Photograph of a gray pillow with multicolored pieced design in the pattern of a binary tree

I remember exactly where I was when I first thought of this project. I was biking home from the grocery store in Princeton, New Jersey, almost two years ago now. I was on a bike path that hugs an old road and then juts off to the east along a pasture before entering the woods at the back of the Princeton Battlefield.
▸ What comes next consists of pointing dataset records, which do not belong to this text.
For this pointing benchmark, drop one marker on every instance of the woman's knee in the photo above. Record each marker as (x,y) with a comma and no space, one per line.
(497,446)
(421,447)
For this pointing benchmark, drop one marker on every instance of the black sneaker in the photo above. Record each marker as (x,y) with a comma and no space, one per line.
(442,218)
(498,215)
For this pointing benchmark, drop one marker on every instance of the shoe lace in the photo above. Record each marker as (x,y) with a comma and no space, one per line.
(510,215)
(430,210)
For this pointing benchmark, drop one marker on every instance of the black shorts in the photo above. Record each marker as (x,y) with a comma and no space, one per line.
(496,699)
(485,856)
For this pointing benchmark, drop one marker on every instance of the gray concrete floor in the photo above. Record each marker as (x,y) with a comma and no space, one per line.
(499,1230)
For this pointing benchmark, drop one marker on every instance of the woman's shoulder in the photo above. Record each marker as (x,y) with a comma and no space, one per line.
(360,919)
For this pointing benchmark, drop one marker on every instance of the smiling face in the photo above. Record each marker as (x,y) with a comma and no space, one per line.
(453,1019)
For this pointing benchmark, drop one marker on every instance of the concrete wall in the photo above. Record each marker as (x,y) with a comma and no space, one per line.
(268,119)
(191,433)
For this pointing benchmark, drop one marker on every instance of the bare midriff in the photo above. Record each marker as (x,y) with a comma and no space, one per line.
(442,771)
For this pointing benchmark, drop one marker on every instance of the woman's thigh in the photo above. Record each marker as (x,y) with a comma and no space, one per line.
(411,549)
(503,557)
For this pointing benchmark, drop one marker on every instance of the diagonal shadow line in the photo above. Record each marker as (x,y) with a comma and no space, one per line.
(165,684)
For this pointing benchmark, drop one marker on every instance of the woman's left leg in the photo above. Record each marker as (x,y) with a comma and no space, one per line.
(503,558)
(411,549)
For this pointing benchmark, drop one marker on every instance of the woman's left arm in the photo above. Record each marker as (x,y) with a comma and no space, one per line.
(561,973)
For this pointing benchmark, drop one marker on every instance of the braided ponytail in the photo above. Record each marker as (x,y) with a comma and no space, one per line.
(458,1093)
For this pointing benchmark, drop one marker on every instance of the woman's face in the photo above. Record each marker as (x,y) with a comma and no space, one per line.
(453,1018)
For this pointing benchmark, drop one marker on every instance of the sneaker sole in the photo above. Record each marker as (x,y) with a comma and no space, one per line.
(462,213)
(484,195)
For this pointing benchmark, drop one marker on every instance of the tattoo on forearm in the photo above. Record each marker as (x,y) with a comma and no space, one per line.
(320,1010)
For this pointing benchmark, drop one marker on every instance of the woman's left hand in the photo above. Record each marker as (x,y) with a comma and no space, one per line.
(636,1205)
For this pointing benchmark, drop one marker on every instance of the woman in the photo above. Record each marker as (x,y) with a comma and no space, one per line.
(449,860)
It’s a place where I usually could not help but think about American history and about the soldiers in the Continental and British Armies who fought each other there, but my mind was also on what we would now call the beginnings of the European refugee crisis; it was late April 2015. And so I was thinking about what makes a person leave home, what makes a person seek a new nationality.

So often, this is a decision based in necessity: freedom of worship, as in the case of my Quaker ancestors, who settled in Pennsylvania not that far from Princeton; economic need, as in the case of my great-grandmother, who left the Canary Islands for Cuba as a young girl; or personal safety, as in the case of my grandfather, grandmother, aunts and uncles, and father, who came to the United States as political refugees after Castro came to power in Cuba.

I am proud of my family’s history. I wanted to make something that would demonstrate that pride and pay tribute to the many times my forebears began again in a new place. On that day in Princeton, I started sketching this quilt. The bottom row represents me, the next my parents, and so on. Over time, I gathered the information I needed. I picked out fabric for this version, which is only a small pillow cover, really a test version. Each fabric represents a different place of birth. (It turns out I needed quite a few different fabrics—20 for 31 people.) Last winter, I pieced it, and last spring, I hand-quilted it. Over the summer, I finished it.

I am also proud of and grateful for this country where we have ended up, a country we have helped to build. Yet I am ashamed of its current policies toward immigrants and refugees, people like the little boy who grew up to be my father, whose lives are in jeopardy because of a rash and baseless order. I can’t point to a perfect past—we have had dark days before—but these days are also very dark for me.